376	   Note that the DualQ Coupled AQM only reads these classifiers, it MUST
377	   NOT re-mark or alter these identifiers (except for marking the ECN
378	   field with the CE codepoint - with increasing frequency to indicate
379	   increasing congestion).

381	2.4.  Overall DualQ Coupled AQM Structure

383	   Figure 1 shows the overall structure that any DualQ Coupled AQM is
384	   likely to have.  This schematic is intended to aid understanding of
385	   the current designs of DualQ Coupled AQMs.  However, it is not
386	   intended to preclude other innovative ways of satisfying the
387	   normative requirements in Section 2.5 that minimally define a DualQ
388	   Coupled AQM.

390	   The classifier on the left separates incoming traffic between the two
391	   queues (L and C).  Each queue has its own AQM that determines the
392	   likelihood of dropping or marking (p_L and p_C).  Nonetheless, the
393	   AQM for Classic traffic is implemented in two stages: i) a base stage
394	   that outputs an internal probability p' (pronounced p-prime); and ii)
395	   a squaring stage that outputs p_C, where

397	       p_C = (p')^2.                        (2)

399	   This allows p_L to be coupled to p_C by marking L4S traffic
400	   proportionately to the intermediate output from the first stage.
401	   Specifically, the output of the base AQM is coupled across to the L
402	   queue in proportion to the output of the base AQM:

404	       p_CL = k*p',                         (3)

406	   where k is the constant coupling factor (see Appendix C) and p_CL is
407	   the output from the coupling between the C queue and the L queue.
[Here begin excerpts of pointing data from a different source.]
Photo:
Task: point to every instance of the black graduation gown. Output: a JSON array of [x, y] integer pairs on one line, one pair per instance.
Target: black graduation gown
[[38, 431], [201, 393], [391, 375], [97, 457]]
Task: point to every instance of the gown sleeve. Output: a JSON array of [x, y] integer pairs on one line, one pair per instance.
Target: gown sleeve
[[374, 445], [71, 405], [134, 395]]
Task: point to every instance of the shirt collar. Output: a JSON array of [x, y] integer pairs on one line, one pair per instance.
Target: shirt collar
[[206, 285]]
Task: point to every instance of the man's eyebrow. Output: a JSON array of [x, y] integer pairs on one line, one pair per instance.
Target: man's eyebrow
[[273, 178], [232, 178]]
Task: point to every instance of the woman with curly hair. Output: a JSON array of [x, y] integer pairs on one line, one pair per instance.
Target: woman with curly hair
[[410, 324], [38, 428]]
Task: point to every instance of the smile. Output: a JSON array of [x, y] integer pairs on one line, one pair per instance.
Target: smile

409	   It can be seen in the following that these two transformations of p'
410	   implement the required coupling given in equation (1) earlier.
411	   Substituting for p' from equation (3) into (2):

413	      p_C = ( p_CL / k )^2.

415	   The actual L4S marking probability p_L is the maximum of the coupled
416	   output (p_CL) and the output of a native L4S AQM (p'L), shown as
417	   '(MAX)' in the schematic.  While the output of the Native L4S AQM is
418	   high (p'L > p_CL) it will dominate the way L traffic is marked.  When
419	   the native L4S AQM output is lower, the way L traffic is marked will
420	   be driven by the coupling, that is p_L = p_CL.  So, whenever the
421	   coupling is needed, as required from equation (1):

423	      p_C = ( p_L / k )^2.

425	                           _________
426	                                  | |    ,------.
427	                        L4S queue | |===>| ECN  |
428	                       ,'| _______|_|    |marker|\
429	                     <'  |         |     `------'\\
430	                      //`'         v        ^ p_L \\
431	                     //        ,-------.    |      \\
432	                    //         |Native |p'L |       \\,.
433	                   //          |  L4S  |-->(MAX)    <  |   ___
434	      ,----------.//           |  AQM  |    ^ p_CL   `\|.'Cond-`.
435	      |  IP-ECN  |/            `-------'    |          / itional \
436	   ==>|Classifier|             ,-------.  (k*p')       [ priority]==>
437	      |          |\            |  Base |    |          \scheduler/
438	      `----------'\\           |  AQM  |--->:        ,'|`-.___.-'
439	                   \\          |       |p'  |      <'  |
440	                    \\         `-------'  (p'^2)    //`'
441	                     \\            ^        |      //
442	                      \\,.         |        v p_C //
443	                      <  | _________     .------.//
444	                       `\|   |      |    | Drop |/
445	                     Classic |queue |===>|/mark |
446	                           __|______|    `------'

448	   Legend: ===> traffic flow; ---> control dependency.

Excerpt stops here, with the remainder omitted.